Our findings demonstrate that muscle PDH deletion substantially augments the glycolytic pathway and rewires the generated cytosolic pyruvate away from glucose oxidation to towards lactate production by LDH, a phenomenon that induces severe lactic acidosis and causes premature death at rest and sudden death post-low-intensity exercise in mice lacking muscle PDH under [Low Fat Diet] provision.

In contrast to what was seen with LFD provision, mice lacking muscle PDH that were fed an [High Fat Diet] survived without displaying any noticeable phenotype. Body composition and length remained unchanged between the two genotypes throughout the study. Notably, even under HFD supplementation, muscle PDH deficiency induces hyperlactatemia without any concomitant changes in blood pH levels and glucose concentrations.

At the whole-body level, we observed that muscle PDH deficiency leads to an increase in oxygen consumption and a decrease in RER during the light and dark cycle, suggesting an increased reliance on fatty acid oxidation as an adaptive measure to compensate for decreased glucose oxidation.

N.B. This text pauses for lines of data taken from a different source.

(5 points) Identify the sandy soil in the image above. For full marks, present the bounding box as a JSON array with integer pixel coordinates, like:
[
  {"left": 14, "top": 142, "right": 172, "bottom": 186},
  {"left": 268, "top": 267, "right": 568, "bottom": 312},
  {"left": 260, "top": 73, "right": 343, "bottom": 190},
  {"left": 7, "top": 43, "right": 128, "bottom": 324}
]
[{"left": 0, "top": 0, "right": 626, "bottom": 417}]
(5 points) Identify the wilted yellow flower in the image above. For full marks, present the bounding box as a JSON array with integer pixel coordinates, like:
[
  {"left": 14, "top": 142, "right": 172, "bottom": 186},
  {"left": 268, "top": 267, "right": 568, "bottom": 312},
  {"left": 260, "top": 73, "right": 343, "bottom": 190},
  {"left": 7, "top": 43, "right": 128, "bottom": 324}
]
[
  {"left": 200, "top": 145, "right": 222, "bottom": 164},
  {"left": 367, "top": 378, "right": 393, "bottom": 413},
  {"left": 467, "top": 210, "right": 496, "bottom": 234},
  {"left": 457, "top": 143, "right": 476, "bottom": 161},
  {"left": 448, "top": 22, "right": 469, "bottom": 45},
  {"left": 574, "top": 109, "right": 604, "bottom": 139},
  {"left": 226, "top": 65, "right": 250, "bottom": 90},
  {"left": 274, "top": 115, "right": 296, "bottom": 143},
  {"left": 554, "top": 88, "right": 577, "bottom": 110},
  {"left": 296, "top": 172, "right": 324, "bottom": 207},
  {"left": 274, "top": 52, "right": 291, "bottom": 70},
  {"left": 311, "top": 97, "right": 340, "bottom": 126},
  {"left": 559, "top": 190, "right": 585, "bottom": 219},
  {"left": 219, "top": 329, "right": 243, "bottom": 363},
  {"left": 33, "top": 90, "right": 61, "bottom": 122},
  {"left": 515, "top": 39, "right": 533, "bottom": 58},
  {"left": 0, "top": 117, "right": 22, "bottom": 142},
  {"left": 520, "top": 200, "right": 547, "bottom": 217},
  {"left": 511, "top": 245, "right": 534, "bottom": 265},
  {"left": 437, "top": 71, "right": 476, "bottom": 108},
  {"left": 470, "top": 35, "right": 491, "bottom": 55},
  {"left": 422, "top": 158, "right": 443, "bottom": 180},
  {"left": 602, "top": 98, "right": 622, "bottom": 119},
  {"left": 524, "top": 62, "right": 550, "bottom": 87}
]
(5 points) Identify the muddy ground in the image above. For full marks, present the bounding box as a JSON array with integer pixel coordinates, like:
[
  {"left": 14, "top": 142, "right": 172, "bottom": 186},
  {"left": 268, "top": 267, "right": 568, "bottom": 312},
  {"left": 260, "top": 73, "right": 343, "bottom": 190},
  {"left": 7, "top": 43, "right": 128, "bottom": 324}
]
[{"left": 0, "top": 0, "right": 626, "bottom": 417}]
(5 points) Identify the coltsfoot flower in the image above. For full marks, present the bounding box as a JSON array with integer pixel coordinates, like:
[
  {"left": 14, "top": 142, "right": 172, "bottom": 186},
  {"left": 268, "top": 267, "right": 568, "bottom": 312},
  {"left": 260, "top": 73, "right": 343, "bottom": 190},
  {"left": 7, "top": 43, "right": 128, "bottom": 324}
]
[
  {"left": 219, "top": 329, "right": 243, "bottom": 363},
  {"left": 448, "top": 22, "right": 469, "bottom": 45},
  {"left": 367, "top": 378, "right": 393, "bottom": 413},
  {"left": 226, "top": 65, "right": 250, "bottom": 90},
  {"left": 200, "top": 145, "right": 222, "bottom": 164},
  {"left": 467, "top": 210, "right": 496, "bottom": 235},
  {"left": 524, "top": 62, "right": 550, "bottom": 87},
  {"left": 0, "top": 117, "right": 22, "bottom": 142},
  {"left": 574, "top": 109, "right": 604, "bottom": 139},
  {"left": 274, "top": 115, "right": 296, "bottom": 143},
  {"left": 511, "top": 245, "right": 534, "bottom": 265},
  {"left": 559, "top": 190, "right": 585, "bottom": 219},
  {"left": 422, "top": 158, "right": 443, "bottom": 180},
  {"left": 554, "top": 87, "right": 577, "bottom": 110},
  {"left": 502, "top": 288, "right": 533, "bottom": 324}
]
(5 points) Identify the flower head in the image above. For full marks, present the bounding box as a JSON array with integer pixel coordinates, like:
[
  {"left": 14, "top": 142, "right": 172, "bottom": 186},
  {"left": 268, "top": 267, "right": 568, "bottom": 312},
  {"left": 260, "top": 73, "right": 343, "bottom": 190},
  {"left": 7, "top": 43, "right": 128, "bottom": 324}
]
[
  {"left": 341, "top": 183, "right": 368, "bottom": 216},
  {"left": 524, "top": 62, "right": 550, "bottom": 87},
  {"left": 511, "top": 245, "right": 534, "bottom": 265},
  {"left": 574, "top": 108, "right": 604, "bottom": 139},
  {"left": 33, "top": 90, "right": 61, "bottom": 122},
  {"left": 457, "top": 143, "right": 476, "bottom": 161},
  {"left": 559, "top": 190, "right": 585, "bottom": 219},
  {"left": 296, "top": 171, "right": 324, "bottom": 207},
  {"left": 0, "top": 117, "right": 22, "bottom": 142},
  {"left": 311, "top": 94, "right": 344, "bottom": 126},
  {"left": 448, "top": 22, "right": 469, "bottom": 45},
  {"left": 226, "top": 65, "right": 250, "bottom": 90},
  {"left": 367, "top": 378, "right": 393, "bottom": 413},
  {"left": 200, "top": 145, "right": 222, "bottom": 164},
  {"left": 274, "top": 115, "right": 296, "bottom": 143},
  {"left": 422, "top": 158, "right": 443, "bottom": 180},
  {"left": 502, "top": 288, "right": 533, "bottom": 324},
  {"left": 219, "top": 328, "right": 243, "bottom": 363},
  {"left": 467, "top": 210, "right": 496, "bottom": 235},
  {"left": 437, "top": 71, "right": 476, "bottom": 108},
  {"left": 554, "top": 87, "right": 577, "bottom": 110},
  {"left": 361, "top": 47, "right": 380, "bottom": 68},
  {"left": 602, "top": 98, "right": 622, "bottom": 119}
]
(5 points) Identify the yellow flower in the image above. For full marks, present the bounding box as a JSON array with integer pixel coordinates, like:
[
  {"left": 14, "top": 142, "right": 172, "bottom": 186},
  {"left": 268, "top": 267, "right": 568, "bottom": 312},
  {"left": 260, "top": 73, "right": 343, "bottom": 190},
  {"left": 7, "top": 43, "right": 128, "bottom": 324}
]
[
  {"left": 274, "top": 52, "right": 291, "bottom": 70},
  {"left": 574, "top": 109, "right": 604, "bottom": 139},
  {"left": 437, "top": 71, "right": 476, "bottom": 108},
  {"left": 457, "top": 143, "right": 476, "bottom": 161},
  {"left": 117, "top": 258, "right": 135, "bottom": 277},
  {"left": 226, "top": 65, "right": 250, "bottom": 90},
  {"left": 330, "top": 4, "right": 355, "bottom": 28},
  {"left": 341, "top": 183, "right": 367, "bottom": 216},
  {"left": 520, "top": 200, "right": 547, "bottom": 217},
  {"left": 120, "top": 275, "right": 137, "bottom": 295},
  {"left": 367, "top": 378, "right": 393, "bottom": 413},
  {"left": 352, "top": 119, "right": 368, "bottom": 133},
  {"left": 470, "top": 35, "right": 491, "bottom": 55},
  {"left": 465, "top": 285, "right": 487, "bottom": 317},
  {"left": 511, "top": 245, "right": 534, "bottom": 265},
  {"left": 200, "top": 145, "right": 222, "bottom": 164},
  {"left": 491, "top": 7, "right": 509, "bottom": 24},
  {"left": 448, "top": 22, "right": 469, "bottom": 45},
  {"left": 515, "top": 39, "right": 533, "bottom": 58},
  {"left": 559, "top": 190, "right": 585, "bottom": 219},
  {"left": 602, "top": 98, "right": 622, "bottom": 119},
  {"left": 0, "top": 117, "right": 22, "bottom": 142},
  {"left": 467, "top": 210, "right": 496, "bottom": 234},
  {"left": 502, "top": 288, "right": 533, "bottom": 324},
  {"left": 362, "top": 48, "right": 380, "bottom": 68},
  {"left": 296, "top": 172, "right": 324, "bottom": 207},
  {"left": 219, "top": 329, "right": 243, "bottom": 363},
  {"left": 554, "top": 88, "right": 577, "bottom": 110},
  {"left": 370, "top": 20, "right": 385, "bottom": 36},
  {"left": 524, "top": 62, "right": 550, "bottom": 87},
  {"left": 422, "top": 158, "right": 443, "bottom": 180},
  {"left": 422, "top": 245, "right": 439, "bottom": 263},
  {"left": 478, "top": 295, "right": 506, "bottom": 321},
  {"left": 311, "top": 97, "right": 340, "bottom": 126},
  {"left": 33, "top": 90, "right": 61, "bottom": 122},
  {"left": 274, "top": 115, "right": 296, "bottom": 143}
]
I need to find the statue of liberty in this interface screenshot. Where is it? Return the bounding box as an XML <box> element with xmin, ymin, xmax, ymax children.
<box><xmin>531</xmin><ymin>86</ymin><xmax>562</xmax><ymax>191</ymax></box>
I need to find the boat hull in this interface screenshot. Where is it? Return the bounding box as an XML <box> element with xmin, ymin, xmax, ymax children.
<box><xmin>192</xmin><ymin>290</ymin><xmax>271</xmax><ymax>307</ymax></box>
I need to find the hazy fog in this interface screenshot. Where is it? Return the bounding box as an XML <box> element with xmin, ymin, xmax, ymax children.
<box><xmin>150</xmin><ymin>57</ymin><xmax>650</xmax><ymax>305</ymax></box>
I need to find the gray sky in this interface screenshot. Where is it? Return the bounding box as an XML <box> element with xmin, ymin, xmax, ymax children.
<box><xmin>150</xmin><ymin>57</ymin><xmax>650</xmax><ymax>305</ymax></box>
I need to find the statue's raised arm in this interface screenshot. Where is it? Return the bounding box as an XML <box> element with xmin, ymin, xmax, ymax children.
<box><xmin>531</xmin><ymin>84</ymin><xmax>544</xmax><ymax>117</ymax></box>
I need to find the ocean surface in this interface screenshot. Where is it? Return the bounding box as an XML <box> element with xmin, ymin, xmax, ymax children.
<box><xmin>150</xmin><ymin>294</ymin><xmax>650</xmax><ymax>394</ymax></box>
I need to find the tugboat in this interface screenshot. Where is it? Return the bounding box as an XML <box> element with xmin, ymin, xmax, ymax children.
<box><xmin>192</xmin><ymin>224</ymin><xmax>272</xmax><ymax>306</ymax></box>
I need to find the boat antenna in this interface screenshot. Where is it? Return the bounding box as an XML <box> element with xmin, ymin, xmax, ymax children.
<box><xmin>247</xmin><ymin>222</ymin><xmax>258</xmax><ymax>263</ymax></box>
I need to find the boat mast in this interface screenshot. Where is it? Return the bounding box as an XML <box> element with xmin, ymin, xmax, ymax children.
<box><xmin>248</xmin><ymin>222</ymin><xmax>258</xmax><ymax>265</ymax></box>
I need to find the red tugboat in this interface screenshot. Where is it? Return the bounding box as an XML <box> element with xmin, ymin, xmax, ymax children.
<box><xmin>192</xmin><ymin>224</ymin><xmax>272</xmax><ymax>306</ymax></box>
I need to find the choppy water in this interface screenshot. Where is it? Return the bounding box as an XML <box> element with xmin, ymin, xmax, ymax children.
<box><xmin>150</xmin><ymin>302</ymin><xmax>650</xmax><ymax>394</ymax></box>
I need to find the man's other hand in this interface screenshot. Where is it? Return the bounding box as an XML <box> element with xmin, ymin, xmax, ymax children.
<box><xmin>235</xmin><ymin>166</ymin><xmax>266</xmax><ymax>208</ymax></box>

Interestingly, despite evidence of increased fatty acid oxidation and CrAT activity under HFD supplementation, obese mice with disrupted muscle PDH showed impairment in exercise performance and flexibility to fully switch to glucose oxidation during higher energy demand, leading to early fatigue. We therefore surmise that deficits in muscle PDH activity induce metabolic inflexibility that manifests when there is a rapid switch between glucose and fatty acid oxidation during the transition from rest to exercise.

Ironically, mice lacking muscle PDH that were fed an [High Fat Diet] survived longer, mainly due to increase in reliance on fatty acid oxidation; however, their exercise performance was compromised.